WhatsApp cortou linhas usadas para mensagens pró-Bolsonaro em massa, diz jornal

Segundo a Folha, dono de agência espanhola confirma que clientes fizeram disparos a favor do então candidato na campanha.

Adriano Machado / Reuters
Não há indícios de que Bolsonaro ou sua equipe contrataram empresa Enviawhatsapps.

A Folha de S.Paulo mostra nesta terça-feira (18) que o WhatsApp cortou linhas usadas em disparos pró-Bolsonaro em massa durante a campanha eleitoral de 2018. O aplicativo puniu a prática de contas da Enviawhatsapps, agência de marketing digital na Espanha contratada por usuários brasileiros, por “mau uso”. 

O jornal obteve áudio do dono da Enviawhatsapps, Luis Novoa, em que ele conta que “empresas, açougues e lavadoras de carro” adquiriram o software de sua agência para o envio automático de milhares de mensagens fazendo propaganda política do então candidato do PSL, Jair Bolsonaro. 

Seriam cerca de 40 licenças compradas para o envio de dezenas de milhares de textos. Cada licença custa entre 89 euros por mês e 500 euros por ano.

Segundo a Folha, não há indicações de que Bolsonaro ou sua campanha tenham contratado a agência Enviawhatsapps. Entretanto, as revelações sobre Novoa reforçam a denúncia feita pela Folha em outubro do ano passado de que empresários bancaram disparos eleitorais no WhatsApp — contra o PT.

Nas gravações, Novoa diz que não sabia que seu software contratado no Brasil estava sendo utilizado para fins de campanha eleitoral. Ele só teria tomado conhecimento quando notou que “começaram a cortar nossas linhas”.

O impulsionamento em redes sociais, durante a campanha eleitoral, só pode ser feito por partidos, coligações e candidatos. Empresas estão proibidas de fazer doações para campanhas. Além disso, o uso de ferramentas de automatização de mensagens é vedado pela lei eleitoral. Portanto, a contratação das licenças da Enviawhatsapps por empresas para difundir mensagens a favor de Bolsonaro é ilegal.

Nesta terça, o presidente disse que houve “milhões de mensagens” a favor e contra a campanha dele. O comentário foi feito durante a posse do novo secretário de governo, general Luiz Eduardo Ramos.

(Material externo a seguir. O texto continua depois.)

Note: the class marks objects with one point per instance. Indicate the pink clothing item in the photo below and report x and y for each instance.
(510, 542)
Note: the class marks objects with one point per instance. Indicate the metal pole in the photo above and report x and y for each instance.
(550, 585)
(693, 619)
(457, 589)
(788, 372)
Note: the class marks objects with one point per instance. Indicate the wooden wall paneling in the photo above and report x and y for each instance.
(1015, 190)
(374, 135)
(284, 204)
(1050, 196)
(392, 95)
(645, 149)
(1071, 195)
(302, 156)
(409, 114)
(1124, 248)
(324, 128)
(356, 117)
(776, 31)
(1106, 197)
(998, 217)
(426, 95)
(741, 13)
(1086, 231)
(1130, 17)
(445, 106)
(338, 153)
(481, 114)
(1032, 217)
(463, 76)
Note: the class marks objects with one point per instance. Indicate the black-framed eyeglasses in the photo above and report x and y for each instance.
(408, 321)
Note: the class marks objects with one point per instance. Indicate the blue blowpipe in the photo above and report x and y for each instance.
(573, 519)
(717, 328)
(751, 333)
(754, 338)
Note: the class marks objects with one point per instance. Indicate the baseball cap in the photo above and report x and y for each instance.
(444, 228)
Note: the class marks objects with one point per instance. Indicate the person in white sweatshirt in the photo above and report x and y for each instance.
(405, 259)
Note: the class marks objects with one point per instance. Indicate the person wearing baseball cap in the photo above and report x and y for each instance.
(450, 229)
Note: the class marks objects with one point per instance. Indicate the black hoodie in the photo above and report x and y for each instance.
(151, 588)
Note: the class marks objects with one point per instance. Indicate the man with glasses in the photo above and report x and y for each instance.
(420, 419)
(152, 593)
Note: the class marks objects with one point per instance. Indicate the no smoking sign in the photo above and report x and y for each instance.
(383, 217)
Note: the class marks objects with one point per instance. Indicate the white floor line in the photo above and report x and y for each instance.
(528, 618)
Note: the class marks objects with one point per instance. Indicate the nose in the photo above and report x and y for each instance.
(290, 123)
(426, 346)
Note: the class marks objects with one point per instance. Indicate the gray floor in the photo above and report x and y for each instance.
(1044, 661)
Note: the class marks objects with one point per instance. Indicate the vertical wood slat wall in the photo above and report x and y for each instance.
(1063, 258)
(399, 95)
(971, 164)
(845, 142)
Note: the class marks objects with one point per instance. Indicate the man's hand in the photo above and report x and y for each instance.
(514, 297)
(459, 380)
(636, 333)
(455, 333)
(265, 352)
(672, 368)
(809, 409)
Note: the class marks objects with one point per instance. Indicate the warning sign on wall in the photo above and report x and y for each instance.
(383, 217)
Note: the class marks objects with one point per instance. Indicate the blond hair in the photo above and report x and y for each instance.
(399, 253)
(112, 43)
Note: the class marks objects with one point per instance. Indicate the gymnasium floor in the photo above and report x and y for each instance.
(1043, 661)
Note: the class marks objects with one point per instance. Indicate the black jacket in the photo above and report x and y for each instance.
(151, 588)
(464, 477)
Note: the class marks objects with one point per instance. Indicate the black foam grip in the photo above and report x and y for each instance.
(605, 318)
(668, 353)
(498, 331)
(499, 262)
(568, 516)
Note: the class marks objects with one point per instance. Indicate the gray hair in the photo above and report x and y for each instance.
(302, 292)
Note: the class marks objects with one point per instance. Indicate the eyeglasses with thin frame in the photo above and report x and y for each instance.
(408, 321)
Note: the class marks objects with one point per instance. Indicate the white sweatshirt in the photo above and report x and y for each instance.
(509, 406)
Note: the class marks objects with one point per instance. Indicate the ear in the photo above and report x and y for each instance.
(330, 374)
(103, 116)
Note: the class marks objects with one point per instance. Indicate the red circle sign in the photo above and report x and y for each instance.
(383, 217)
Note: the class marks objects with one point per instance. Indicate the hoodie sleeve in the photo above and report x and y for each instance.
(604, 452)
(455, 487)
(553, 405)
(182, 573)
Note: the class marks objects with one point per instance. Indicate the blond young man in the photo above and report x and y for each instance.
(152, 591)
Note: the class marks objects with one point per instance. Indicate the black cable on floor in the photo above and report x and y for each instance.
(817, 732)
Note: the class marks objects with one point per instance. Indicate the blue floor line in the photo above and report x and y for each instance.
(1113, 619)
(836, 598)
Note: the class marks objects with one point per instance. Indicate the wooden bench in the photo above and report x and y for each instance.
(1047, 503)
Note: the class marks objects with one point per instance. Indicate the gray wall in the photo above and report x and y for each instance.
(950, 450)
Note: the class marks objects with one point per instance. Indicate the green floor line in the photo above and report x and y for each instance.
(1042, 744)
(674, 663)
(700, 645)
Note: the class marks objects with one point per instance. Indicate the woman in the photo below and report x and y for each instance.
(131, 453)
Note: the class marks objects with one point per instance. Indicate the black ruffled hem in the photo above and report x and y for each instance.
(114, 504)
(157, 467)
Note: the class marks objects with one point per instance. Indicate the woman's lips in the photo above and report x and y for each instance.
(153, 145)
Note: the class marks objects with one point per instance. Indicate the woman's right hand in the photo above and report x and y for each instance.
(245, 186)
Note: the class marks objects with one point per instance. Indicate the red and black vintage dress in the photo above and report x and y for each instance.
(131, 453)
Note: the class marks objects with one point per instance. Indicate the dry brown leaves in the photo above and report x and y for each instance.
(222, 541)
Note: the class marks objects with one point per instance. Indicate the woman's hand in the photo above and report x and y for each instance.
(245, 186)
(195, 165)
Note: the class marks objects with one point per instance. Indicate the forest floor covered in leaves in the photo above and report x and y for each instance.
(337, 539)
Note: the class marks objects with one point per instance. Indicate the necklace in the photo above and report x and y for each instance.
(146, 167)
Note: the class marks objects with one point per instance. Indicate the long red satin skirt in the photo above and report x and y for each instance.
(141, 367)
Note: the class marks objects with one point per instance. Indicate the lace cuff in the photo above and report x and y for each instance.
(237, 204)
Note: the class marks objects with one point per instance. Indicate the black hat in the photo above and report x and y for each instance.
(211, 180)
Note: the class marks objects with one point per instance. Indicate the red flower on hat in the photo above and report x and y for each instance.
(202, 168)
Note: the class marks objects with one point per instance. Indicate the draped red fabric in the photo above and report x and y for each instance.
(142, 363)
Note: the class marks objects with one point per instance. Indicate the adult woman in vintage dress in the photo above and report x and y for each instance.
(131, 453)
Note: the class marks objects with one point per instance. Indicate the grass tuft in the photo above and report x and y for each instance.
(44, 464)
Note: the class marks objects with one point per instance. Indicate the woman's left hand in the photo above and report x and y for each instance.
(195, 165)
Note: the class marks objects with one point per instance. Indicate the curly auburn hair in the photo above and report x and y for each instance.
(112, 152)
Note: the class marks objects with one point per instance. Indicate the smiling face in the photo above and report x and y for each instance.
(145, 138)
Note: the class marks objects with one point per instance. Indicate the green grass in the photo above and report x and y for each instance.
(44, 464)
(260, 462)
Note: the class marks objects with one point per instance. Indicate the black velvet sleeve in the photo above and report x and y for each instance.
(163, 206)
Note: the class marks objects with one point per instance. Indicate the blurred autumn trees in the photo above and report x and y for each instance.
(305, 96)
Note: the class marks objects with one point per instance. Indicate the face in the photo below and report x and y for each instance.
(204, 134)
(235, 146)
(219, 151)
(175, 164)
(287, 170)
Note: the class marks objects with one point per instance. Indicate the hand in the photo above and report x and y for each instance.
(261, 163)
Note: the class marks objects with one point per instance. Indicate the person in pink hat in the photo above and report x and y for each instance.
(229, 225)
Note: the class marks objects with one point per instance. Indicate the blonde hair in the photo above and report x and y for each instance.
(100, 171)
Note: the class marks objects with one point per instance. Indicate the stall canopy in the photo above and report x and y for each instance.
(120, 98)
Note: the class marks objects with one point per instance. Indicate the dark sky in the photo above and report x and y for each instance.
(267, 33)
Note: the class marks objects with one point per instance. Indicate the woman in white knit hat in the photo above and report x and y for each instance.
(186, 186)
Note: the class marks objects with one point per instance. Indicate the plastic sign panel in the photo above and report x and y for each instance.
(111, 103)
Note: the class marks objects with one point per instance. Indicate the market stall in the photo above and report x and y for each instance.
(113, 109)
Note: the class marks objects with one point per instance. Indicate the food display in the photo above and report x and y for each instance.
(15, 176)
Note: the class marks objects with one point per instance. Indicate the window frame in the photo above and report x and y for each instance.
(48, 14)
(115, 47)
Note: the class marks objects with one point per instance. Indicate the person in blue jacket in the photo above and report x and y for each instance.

O TSE (Tribunal Superior Eleitoral) abriu investigação sobre a denúncia da Folha do ano passado. Mas, oito meses depois, ninguém prestou depoimento sobre os disparos de mensagem em massa contra o PT.

Em março deste ano, o TSE multou a campanha do principal oponente de Bolsonaro, Fernando Haddad, pelo impulsionamento de conteúdo negativo sobre Bolsonaro no Google.